Effects of gonadectomy on polymorphism in stored and circulating gonadotropins in the bullfrog, Rana catesbeiana. I. Clearance profiles

Marked differences were observed between the clearance profiles of immunoreactive plasma gonadotropins in gonadectomized and intact male bullfrogs (Rana catesbeiana). The disappearance patterns of endogenously secreted follicle-stimulating hormone (FSH) and luteinizing hormone (LH) from plasma of intact animals following chronic (1-4 days) infusion with gonadotropin releasing hormone (GnRH) showed multiple components, but the initial few half-lives were relatively short (less than 1 h) and about 90% of both gonadotropins were cleared from the plasma within 6 h. Hypophysectomy had no effect on gonadotropin clearance rates following the termination of GnRH infusion. Clearance profiles of exogenous gonadotropins after chronic (6 h) infusion of bullfrog pituitary extract were similar to those observed after GnRH infusion.

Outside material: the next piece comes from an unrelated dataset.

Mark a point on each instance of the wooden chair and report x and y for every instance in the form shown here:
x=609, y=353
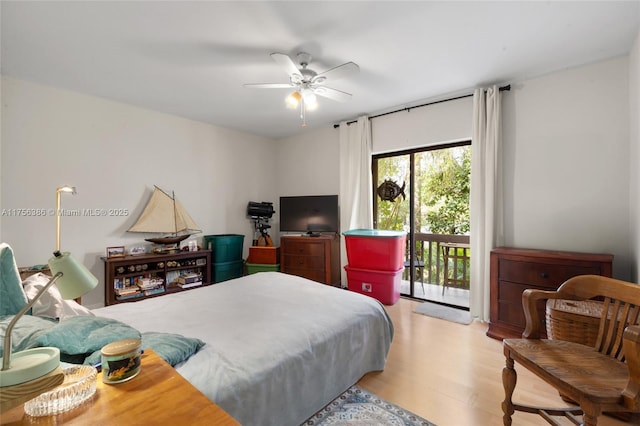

Gonadectomized frogs also cleared these infused pituitary gonadotropins at the same rate as intact animals, confirming that gonadectomy did not impair peripheral clearance mechanisms. Relatively rapid clearance rates were also observed for endogenous FSH and LH in normal untreated frogs. By comparison, the disappearance rates of FSH and LH from plasma of six long-term gonadectomized males following hypophysectomy were extremely slow: first half-lives for FSH and LH were 25.6 h and 17.2 h, respectively, and subsequent half-lives were even longer. Several weeks were required to clear fully the FSH and LH from the circulation in these males. Thus, a significant change in the physicochemical form of the circulating gonadotropins after gonadectomy in the male bullfrog is postulated; the corresponding changes in clearance rates were considerably greater than have been observed in any other species.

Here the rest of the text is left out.